Static compilation

leoalvar · September 22, 2021, 5:30pm

There is a posibility of generating static compilation of programas with gcc or gfortran for guaranteing the portability of programs to any Linux distribution?

FeRDNYC · October 1, 2021, 7:35am

Welcome, @leoalvar !

The answer is, yes… but also no. To a certain extent, it’s possible — but there are some pretty big conditions and caveats. It’s both more difficult and less effective, in practice, than it might seem at first glance. Rarely does it turn out to be what you really want to do.

In order to have a fully static binary, you not only have to compile the program statically, but you need to have compiled all of its dependencies statically. And all of their dependencies. And all of their dependencies’ dependencies. And so on, and so on…

And once you’ve done that, you’ll have a giant binary that will load all of those dependencies into memory all at once when you run it, instead of (as is the case with shared libraries) only loading what’s required.

Plus, there are limits to how far you can take it:

If your application is a graphical program, it’s possible (though not especially recommended by most of these library projects) to statically link it with libjpeg, libpng, zlib, the ffmpeg libraries, etc. Presumably Gtk+ too, though I’m not sure.
It’s even possible to create static builds of Qt. (Although that’s really targeted almost exclusively towards embedded/automotive applications, and not something anyone should be considering for a desktop Linux application.)
But you can’t bring, say, your own video card drivers, because if the ones linked in your binary don’t match the version running on the system the hardware will reject any attempts to access it.
And you should NEVER statically link in security libraries like libcrypto or OpenSSL. Because when the next Heartbleed is discovered and everyone is scrambling to update their libraries with the patched version that mitigates that vulnerability, your statically-linked binary with the old version lurking inside suddenly becomes an attack vector, and a threat to any system it’s running on.

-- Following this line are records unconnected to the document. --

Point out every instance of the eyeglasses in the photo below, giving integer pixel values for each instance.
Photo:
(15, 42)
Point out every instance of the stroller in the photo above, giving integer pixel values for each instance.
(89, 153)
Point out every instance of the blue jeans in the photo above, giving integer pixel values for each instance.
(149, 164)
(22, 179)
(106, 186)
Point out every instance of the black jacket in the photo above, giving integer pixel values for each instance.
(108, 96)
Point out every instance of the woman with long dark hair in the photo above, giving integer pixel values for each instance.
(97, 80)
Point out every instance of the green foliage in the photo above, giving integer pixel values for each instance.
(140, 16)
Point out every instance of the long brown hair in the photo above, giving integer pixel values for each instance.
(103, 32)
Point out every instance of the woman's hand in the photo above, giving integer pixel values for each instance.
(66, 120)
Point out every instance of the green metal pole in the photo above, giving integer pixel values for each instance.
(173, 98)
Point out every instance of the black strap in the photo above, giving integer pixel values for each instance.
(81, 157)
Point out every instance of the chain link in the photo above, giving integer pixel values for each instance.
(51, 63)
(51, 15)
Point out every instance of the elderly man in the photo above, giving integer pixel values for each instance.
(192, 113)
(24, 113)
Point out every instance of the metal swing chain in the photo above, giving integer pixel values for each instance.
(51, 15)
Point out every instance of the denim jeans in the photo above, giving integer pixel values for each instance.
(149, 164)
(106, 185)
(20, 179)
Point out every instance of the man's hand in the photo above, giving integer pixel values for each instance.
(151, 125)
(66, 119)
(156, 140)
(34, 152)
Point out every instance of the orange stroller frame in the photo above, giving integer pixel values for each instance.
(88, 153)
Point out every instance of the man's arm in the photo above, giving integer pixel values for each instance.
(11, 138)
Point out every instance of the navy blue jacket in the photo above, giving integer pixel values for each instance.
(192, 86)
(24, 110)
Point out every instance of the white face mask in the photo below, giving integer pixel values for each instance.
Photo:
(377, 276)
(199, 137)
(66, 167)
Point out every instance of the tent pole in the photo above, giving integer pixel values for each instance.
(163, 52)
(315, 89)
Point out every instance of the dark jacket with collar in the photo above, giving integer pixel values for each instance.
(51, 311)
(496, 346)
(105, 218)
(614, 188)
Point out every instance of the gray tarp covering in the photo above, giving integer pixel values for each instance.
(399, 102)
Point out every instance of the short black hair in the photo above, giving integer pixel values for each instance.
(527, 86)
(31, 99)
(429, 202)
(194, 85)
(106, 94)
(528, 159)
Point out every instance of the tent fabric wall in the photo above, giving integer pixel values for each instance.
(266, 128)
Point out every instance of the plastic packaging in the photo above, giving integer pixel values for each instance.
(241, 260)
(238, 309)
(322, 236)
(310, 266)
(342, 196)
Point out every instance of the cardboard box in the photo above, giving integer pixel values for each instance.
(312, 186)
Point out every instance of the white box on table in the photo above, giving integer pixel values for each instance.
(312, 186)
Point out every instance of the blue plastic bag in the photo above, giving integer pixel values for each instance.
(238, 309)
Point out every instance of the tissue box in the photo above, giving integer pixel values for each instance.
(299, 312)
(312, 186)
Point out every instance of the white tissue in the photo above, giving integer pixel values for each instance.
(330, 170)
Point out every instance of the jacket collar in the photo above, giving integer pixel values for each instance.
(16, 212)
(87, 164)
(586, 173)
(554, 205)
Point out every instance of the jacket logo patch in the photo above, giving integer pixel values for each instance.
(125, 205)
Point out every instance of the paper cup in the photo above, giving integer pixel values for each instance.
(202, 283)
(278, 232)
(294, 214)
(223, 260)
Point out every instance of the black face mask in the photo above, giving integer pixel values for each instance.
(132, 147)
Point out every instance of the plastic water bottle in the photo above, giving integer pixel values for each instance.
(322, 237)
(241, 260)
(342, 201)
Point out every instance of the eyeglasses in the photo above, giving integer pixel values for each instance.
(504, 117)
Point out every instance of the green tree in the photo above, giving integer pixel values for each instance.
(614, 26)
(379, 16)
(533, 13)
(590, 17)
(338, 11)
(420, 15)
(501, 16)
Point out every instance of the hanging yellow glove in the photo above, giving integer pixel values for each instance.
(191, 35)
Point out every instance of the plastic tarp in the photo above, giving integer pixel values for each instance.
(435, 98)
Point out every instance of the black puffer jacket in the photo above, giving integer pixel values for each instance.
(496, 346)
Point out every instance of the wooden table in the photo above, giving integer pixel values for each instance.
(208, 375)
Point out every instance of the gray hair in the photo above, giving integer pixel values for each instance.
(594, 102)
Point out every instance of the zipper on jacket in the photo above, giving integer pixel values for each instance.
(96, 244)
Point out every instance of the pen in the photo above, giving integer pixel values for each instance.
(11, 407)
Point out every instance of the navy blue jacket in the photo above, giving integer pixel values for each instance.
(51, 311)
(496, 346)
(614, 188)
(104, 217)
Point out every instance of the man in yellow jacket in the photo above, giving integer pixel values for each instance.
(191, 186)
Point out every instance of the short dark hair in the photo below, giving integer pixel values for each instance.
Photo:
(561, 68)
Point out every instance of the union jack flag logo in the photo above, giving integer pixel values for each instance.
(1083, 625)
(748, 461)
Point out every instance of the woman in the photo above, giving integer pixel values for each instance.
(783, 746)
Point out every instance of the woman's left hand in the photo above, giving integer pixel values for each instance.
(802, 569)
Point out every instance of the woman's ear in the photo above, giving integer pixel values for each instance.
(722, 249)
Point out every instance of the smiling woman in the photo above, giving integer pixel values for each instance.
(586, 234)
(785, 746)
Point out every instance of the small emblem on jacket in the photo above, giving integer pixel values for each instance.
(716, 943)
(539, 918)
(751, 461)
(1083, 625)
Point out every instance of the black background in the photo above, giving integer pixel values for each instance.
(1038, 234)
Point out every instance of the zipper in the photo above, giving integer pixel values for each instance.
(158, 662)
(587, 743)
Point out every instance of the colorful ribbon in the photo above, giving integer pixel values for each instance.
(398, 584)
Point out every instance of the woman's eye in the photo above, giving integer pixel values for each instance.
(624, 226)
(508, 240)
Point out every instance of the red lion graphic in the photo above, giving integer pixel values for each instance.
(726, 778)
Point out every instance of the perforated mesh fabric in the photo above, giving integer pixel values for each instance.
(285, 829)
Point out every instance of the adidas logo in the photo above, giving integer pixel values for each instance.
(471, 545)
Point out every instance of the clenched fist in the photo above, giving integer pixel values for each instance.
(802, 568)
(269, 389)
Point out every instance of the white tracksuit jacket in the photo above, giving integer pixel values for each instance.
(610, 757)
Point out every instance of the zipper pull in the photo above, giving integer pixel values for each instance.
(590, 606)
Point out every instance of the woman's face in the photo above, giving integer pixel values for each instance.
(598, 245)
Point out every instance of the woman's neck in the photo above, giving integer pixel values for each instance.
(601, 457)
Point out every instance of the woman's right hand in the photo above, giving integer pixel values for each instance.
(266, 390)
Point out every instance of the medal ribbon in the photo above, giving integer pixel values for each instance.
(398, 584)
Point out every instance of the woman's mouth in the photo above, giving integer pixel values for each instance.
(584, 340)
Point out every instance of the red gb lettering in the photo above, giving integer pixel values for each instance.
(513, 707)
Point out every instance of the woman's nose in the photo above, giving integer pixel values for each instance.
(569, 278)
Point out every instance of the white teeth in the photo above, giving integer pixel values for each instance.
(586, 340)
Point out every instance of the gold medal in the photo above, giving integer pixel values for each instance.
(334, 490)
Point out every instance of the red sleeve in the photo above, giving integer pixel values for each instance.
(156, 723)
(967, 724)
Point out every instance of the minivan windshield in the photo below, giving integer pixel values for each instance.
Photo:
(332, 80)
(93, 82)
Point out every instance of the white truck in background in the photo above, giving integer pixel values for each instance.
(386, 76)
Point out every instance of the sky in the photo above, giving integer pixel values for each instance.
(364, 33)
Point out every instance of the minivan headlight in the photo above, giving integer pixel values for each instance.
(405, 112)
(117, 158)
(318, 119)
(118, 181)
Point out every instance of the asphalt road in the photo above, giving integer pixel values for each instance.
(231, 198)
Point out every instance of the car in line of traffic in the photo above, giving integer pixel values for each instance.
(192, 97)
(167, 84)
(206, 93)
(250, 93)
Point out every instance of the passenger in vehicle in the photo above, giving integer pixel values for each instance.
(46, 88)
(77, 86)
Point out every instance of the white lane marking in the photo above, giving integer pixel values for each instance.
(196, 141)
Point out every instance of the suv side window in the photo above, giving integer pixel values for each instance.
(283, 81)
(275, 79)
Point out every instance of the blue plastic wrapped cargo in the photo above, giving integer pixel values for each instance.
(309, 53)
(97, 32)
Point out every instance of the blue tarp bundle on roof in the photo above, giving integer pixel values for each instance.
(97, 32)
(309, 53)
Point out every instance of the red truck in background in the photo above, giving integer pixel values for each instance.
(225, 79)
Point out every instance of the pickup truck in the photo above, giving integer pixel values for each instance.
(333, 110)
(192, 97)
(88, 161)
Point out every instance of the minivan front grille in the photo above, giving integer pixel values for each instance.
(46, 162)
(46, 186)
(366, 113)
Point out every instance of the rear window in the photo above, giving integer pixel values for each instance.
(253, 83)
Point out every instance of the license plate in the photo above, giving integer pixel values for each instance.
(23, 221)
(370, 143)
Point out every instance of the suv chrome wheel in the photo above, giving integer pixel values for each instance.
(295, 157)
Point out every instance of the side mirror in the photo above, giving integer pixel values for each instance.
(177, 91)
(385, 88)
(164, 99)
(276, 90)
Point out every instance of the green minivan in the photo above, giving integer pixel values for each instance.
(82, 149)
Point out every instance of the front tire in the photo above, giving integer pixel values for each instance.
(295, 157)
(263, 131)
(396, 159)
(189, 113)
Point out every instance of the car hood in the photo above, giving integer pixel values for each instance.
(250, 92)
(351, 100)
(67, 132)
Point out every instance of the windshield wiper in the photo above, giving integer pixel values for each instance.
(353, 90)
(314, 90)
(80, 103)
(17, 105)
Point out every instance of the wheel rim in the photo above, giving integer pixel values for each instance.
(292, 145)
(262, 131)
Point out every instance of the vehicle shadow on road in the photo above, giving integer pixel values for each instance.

The typical statically-linked binary is a small, self-contained command line tool or service worker that has a very focused, limited job, and benefits from (or requires) not having any dependencies. I can give you one obvious example, the one binary that’s guaranteed to be statically linked on every Linux system out there: ldconfig. The tool that manages the system’s shared libraries CANNOT have any shared-library dependencies, because it’s the tool you use to fix things when you’ve accidentally deleted a crucial symlink in /usr/lib and nothing that depends on libc.so will run!

For more traditional, graphical desktop applications, rather than statically linked binaries the trend in system- and distro-agnostic application distribution these days is to still use shared libraries, but package all of the libraries your application needs right in with it, so that it’s a self-contained bundle of binaries and shared lib dependencies.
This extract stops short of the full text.